I thought I saw a silver lining under the white dome of the Capitol on the afternoon of Jan. 6, when lawmakers from both parties – “two households, both alike in dignity,” as Shakespeare put it in “Romeo and Juliet” – huddled together as insurrectionists pierced the walls and disrupted the counting of the Electoral College votes. No longer separated by the literal partisan aisle, united in their fear and peril, might they have found common ground, if not always common cause? 

Instead, in the weeks that followed, we witnessed “ancient grudge break to new mutiny.”

And yet, efforts continue. Democratic Sen. Mark Warner of Virginia and Republican Sen. Rob Portman of Ohio continue to work to find a bipartisan path to a massive infrastructure bill. In some years, Warner has played host on his farm to a pig roast, an incongruous gesture for political figures practiced in pork barrel legislation perhaps, but a productive initiative nonetheless. Last year, lawmakers negotiating the COVID relief package repaired to the home of GOP Sen. Lisa Murkowski of Alaska.

But more is necessary, and not only among politicians.

This year, David McCullough III selected a dozen and a half young people from widely divergent backgrounds, outlooks and hometowns, threw them together and basically dared them to learn about each other, to understand each other, and ultimately to like each other.

It was a big idea with big potential consequences, but then again, McCullough comes from a family that has understood the broad sweep of American life and the potential for sweeping away preconceptions and misperceptions; his grandfather, the historian David McCullough, singlehandedly retrieved the reputations of two American presidents from the dustbin of history, winning Pulitzers for his biographies of Harry Truman (1992) and John Adams (2001). 

The younger McCullough arranged for students from places as divergent as the Boston suburbs of Wellesley and Concord and the Texas communities of Kilgore and Cotulla to meet each other, visit with each other, and learn from each other this summer.
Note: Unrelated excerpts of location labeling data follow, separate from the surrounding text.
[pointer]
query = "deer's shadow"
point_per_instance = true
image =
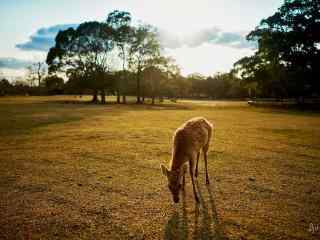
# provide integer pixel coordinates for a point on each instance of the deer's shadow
(205, 223)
That learning has taken place over encounters with alligators in Louisiana and with Red Sox relief pitching in Fenway Park.

“These kids couldn’t be more different,” said McCullough. 

The result of their interchange is inspiring. 

“It has confirmed completely that we need to get more involved in each other’s lives – and meet one another,” McCullough said. “We need to reduce the stereotypes we define each other by, because those stereotypes are getting in the way of creating an optimistic vision for our country. We can reduce polarization by getting into contact with each other.” 

That’s not so easy in a country where the divisions are reinforced by distance. Residents of coastal states differ substantially in their cultural and political views from those who live inland. Rural areas generally voted for Donald J. Trump, urban areas for Joe Biden. 

Perhaps we could embrace this notion, from Louisiana Gov. John Bel Edwards’ eulogy this month for one of the great rogues of American politics, his predecessor Edwin Edwards: “When it comes to political issues, he had ‘opposition,’ not enemies.”